The man stepped out of the shadows in the rainy night like a snake lurking after its prey. Walking square into my path I swerved left, clearly in no mood to make conversation. Please, just let me go home, I thought. I’m in no mood to deal with crazies tonight.
“Excuse me Miss, do you like the opera?” Realizing that we were standing in front of the opera house, I thought fast.
“Don’t know. Never been. Good night,” I quickly replied trying anything to shut the conversation down. If there is one thing worse than talking to a crazy, it’s talking to a semi cultured crazy who is vaguely aware of his own surroundings.
“Would you like to go tonight?” The openness of the question took me by surprise. I had never been approached by someone scalping tickets before. Was that all there was to it? Just a simple proposition on the street corner? My parents live in Las Vegas, so the fact I was suspicious about any street proposal was not so much saying anything about the man now making a proposition outside the English National Opera House as it did about myself and subsequent background. “Look Miss,” he said, noticing my skepticism, “the ticket is right here. Check it for yourself.”
From a tattered coat pocket he produced a single ticket with the ENO’s official logo on it for that evening’s performance of Radimisto. It had sold for ninety pounds.
“Don’t you want it,” I began, stumbling for speech and trying to wrap my head around what was happening. I was being offered a ticket for the best seat in the house to the opera, by a man who sold the Big Issue on the street.

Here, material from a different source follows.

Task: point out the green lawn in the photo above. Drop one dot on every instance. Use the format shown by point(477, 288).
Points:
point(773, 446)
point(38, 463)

“Nah, it’s a warm night. I’ve seen this production about five times and I’m getting tired of it. Besides, you always smile at me when you go by and I like to see you smile. You’ve never been to the opera before, you said.” Did I really smile at him? Usually, when I was going up that street I was in such a rush that I didn’t think I noticed anybody.
“No, I’ve never been to the opera. I- I’ve always wanted to, but… I can’t take this ticket, it’s not for accessible seating,” I stammered. Absolutely nothing in my life had remotely prepared me for a situation as gracious as this.
“Oh, that’s not a problem. I know everyone on staff here. Eddie will change your ticket to one you can get to, no questions asked. I’ve known him for years.” At this point, if I hadn’t been sitting in my wheelchair I would have fallen over. “Let me just hide this Big Issue badge, so the public doesn’t mind me, and we’ll go in and I’ll introduce you.”
“I really don’t deserve this,” I muttered under my breath, realizing my horrible actions of a few minutes ago.
“I’ve been to the opera over eighty times this year. I’ve been a drinker my whole life. Look at me. Do you think, out of anyone in this city I deserve to go to the opera multiple times a week? People just give me their ticket when their friend can’t make it or they have a conflict. I don’t deserve it, it’s a gift.” With that he took me inside.
After the performance that night, with the snow coming down against the taxi I took home, I had grace on my mind. It is one of the few words left in the English language which doesn’t have a negative connotation. Charity, faith, hope, even love can be said in such a sneering tone that it gives the impression of naiveté and starry eyes. ‘Grace’ has yet to be soiled by such cynicism. There is no such thing, yet, as being too graceful. I have yet to read a performance review where the critic says “the singer’s grace was distracting and lead to a loss of depth in the character.” We love grace in all its forms, in movement, in character, in language, in passion. We talk about the ‘grace of God’ when we are afforded a fortune we do not deserve. In short grace saves us from a very bleak existence.
In music a grace note is defined as “an extra note added as an embellishment and not essential to the harmony or melody.” And perhaps in an aria or composition a grace note is not essential. In fact, many who do not find value in music or art may say the entire piece is inessential to life on this planet. We can survive without art, or music, or dance. But the fact that a Big Issue seller finds joy in being given tickets to the opera eighty times per year proves that we cannot survive without grace. The fact that he was willing to give his ticket to me, a cynical person more willing to rush about her day than look at the man right in front of her who offers a gift, proves it still further.